That hearing was held yesterday via telephone, and oral arguments were not heard. Judge Martin Feldman refused to delay the implementation of his restraining order, and ordered the government to comply. The DOJ says notices have gone out to the drilling companies affected by it.
http://www.newsmax.com/Newsfront/US-Gulf-Oil-Spill/2010/06/24/id/363012
A federal judge who overturned a six-month moratorium on deepwater drilling imposed after Gulf oil spill refused Thursday to put his ruling on hold while the government appeals.
The Justice Department had asked U.S. District Judge Martin Feldman to delay his ruling until the 5th U.S. Circuit Court of Appeals in New Orleans can review it. Feldman rejected that request Thursday.
The Justice Department said in court papers that Interior Secretary Ken Salazar has instructed all employees not to enforce the moratorium.
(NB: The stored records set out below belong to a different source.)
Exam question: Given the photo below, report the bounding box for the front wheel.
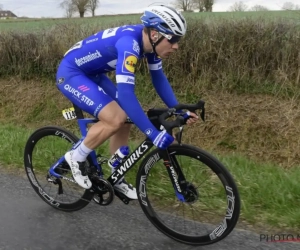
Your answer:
[136,144,240,245]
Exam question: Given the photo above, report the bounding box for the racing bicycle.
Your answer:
[24,99,240,245]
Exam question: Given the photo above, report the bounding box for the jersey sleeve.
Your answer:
[115,36,158,137]
[145,53,178,108]
[115,36,139,85]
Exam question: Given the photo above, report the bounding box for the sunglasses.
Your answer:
[159,32,181,44]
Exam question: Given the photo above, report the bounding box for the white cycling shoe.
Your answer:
[64,151,92,189]
[114,179,138,200]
Rig operators are getting letters that say suspension notices they received have no legal effect right now.
No word on whether Feldman dealt with the issue of a new ban being issued by Salazar... as he has already threatened to do.
For the record, the judge was correct in his ruling. Banning everything because of troubles on one rig assumes facts not in evidence and punishes the other rigs for no reason.
By the way, the whole concept of asking the Judge to delay his restraining order was stupid in the first place. The restraining order was issued as immediate relief for the drilling companies. If IMMEDIATE relief hadn't been required, he wouldn't have issued the order in the first place. Asking him to delay his original order was, in effect, asking him to admit error.
So it wasn't going to happen.
Now, if Salazar has specific information about problems on individual rigs, now is the time to put it together and start issuing orders for safety reviews on those rigs. But the orders will have to be backed by data showing that the rigs being shut down have problems... something the original, all-inclusive report lacked.